Julieta
Avec Almodovar, on viellit ensemble. Quand il était en âge de tourner Femmes au bord de la crise de nerf, j'étais en âge de le regarder (avec un petit effet retard, car il a quand même 16 ans de plus que moi).
Aujourd'hui, je dois donc être particulièrement bien disposé à recevoir Julieta et ses thématiques (le temps qui passe, le rapport aux enfants qui grandissent, le retour sur le passé).
Il me semble qu'Almodovar, avec ce film, accentue ses rapprochements avec Hitchcock, déjà perceptibles dans certains de ses films précédents.
L'atmosphère créée au début du film est par exemple volontairement mystérieuse. Le flash-back du train est à ce titre exemplaire, et comporte tout ce que le film a d'excellent. Il commence par "J'ai rencontré ton père dans le train". On voit un homme s'asseoir en face de l'héroïne, on pense que c'est lui ! Mais non. Pourtant le rôle de cet homme va être décisif pour la suite. Il règne dans toute cette scène une ambiance qui n'augure rien de bon (le cerf est bizarre, le choc du train est montré à l'aide de ralentis anxyogènes) alors qu'elle est aussi la rencontre sensuelle de Julieta et de Xoan.

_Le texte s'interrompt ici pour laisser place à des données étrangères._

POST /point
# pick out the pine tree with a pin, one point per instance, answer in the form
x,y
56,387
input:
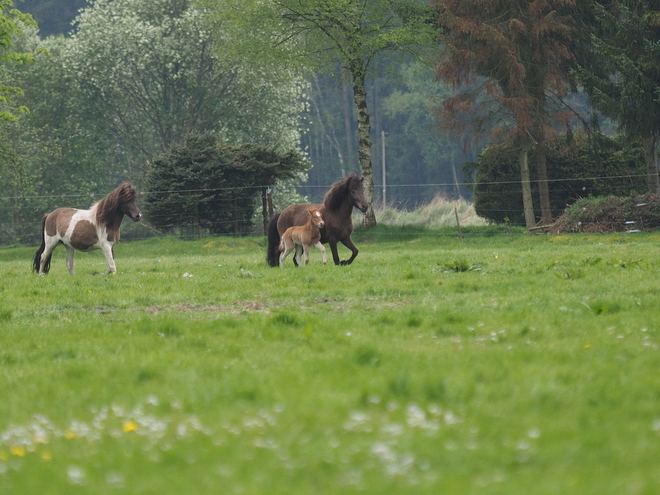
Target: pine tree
x,y
522,50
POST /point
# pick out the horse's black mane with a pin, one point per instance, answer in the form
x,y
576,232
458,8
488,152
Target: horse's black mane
x,y
339,190
107,208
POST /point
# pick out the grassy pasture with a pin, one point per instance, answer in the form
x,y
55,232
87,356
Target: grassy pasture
x,y
503,364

Autre similitude avec les films d'Hitchcock : l'attention extrême qu'accorde Almodovar à la forme. Le film est en tous points magnifique formellement : les décors sont sublimes (les couleurs de l'appartement de Julieta !), la musique est envoutante, la mise en scène d'une fluidité magistrale, à l'image de cette séquence incroyable où les deux actrices jouant le même personnage se succèdent dans le même plan. C'est très lentement et avec beaucoup de subtilité que l'intrigue se dévoile petit à petit.
Un très beau film porté par un groupe d'actrices magnifiques, incluant une fois de plus l'impayable Rossy de Palma en domestique acariâtre.